C3»Blog
Christoffer Lernö

Last time we were looking at this example:

macro int testmacro(int x)
{
  int z = 2;
  for (int i = 0; i < x; i++)
  {
    z *= 2;
  }
  return z;
}     

fn int test(int y)
{
  int z = getValue(y);
  int x = @testmacro(z);
  return z + x;
}  

In our previous solution, we had the variables in an array, where each scope would keep track of the current and last local. Before entering the testmacro, this list is [int y, int z, int x], but entering the macro we would get [int y, int z, int x, int x, int z]. Which would mean shadowing.

A naive solution would be name mangling, let's say macro names are prefixed with something: [int y, int z, int x, int _testmacro$x, int _testmacro$z. Our lookup must then:

  1. Lookup with the macro prefix.
  2. If not found, lookup without the macro prefix, but in this case only accept globals.
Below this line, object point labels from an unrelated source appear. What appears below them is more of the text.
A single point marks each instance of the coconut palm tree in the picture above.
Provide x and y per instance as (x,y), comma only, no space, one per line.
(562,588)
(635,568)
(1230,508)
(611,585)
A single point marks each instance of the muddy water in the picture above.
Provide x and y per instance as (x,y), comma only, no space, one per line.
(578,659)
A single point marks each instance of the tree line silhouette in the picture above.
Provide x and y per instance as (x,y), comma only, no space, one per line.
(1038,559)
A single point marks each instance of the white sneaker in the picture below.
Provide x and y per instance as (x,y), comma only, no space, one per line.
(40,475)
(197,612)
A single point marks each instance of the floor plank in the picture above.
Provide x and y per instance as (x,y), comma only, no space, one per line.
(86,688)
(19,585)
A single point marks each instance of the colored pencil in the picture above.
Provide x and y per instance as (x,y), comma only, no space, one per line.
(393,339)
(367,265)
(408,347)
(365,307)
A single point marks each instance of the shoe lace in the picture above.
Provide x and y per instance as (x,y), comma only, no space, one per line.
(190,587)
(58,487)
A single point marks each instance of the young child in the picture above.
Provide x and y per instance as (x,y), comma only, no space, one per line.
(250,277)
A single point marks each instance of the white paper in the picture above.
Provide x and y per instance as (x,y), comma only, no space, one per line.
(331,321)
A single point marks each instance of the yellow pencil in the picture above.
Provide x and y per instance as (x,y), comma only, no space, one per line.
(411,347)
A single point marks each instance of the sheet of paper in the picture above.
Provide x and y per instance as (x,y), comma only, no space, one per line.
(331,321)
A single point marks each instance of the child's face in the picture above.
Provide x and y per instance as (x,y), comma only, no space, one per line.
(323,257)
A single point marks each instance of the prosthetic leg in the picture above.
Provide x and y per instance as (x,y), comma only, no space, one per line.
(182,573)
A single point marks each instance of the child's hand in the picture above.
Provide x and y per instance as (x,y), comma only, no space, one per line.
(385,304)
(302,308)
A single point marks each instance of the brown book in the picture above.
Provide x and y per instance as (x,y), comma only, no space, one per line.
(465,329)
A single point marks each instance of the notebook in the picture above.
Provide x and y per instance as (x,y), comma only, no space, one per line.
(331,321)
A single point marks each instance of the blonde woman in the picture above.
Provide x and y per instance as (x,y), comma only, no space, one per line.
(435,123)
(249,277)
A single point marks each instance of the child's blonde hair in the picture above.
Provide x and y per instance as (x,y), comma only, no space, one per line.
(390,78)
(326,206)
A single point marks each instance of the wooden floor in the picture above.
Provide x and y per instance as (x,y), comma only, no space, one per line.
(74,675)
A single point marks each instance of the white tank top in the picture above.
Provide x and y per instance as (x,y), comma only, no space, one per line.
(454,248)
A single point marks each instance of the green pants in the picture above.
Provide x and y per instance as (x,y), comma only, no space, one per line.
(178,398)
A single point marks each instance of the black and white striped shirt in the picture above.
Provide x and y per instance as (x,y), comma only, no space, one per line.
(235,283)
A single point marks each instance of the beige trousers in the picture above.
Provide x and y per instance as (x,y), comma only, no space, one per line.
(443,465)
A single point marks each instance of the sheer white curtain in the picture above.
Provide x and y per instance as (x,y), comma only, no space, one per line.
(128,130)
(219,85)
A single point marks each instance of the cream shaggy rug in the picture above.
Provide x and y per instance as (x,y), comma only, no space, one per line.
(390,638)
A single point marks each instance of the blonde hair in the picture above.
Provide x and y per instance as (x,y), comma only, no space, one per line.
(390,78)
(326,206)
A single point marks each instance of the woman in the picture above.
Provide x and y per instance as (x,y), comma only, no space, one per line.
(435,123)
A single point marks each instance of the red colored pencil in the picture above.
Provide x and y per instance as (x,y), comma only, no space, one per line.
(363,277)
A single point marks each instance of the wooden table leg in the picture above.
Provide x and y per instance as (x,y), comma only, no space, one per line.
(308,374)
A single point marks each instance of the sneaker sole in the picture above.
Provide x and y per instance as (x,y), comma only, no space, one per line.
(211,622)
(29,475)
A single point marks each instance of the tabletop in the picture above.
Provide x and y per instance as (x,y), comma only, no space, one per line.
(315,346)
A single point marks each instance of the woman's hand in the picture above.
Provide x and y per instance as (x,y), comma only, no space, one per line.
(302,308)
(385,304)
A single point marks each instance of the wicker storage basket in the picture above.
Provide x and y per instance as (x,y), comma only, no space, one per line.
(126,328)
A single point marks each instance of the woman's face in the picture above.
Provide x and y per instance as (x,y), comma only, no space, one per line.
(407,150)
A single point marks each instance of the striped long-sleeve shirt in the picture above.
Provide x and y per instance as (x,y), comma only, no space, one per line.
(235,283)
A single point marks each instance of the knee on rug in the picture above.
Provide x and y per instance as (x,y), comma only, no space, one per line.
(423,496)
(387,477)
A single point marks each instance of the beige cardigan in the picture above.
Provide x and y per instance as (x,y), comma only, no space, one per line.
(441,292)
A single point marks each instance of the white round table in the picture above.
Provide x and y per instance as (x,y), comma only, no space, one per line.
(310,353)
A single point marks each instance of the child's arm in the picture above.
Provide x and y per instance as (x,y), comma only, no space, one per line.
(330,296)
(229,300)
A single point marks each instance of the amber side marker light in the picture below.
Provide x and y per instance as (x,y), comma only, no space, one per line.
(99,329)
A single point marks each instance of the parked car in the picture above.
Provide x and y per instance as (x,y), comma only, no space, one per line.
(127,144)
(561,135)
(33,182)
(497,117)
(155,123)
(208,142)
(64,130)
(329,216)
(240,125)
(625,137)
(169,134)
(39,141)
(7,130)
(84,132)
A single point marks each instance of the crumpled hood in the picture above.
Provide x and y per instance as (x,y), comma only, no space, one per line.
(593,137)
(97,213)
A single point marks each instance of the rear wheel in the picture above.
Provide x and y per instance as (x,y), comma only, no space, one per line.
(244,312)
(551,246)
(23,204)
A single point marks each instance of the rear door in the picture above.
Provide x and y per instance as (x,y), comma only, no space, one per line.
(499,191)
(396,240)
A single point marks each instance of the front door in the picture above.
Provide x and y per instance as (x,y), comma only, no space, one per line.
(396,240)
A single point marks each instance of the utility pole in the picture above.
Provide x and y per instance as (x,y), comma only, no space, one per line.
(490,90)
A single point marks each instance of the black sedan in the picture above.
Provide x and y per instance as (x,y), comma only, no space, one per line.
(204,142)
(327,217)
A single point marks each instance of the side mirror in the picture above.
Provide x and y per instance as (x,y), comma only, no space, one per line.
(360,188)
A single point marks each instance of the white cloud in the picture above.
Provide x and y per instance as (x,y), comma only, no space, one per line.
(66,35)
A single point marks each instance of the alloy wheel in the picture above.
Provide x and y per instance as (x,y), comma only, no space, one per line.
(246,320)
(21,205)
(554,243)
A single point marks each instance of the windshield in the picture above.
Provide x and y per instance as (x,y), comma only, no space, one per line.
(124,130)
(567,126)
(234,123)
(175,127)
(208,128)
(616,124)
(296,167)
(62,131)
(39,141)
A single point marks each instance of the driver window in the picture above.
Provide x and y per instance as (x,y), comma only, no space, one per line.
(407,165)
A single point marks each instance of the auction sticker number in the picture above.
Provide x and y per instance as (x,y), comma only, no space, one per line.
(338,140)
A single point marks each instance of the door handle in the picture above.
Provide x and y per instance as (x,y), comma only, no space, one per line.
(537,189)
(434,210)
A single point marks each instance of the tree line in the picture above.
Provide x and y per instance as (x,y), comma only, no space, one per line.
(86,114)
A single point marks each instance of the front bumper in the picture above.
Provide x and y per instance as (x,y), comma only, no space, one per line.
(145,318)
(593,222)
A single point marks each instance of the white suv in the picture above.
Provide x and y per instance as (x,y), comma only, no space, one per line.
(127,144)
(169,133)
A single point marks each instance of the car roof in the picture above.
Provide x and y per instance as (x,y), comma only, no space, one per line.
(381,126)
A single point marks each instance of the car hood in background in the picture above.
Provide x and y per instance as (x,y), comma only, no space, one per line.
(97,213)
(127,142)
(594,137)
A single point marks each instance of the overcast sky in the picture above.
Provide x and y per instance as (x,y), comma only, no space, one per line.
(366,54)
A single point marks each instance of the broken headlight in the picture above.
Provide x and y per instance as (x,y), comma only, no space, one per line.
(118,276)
Aside from not actually solving later problems, it's complex for no real benefit, because we can essentially insert a sentinel in the list: [int y, int z, int x, SENTINEL, int x, int z].

Now when we scan back we always stop at the sentinel value. This means that entering the macro scope we simply push the sentinel value on the stack of locals (this is not the only way to introduce the same effect, but it's the simplest version to explain). When looking up locals in the array we can now stop as soon as we reach either the first element OR the sentinel value.

Problem solved?

Resolution without hierarchies

If your macro resolution only takes values, then this solution is sufficient. However, often we want to use macros to provide an expression that only conditionally is evaluated. In C3 we use # in front of the variable identifier to indicate an unresolved expression.

macro foo(#expr)
{
  return #expr * #expr;
}
fn int test(int z)
{
  return @foo(call(z));
  // => return call(z) * call(z);
}

Now we're running into problems. Both z and call should be resolved in the test function scope. Ooops.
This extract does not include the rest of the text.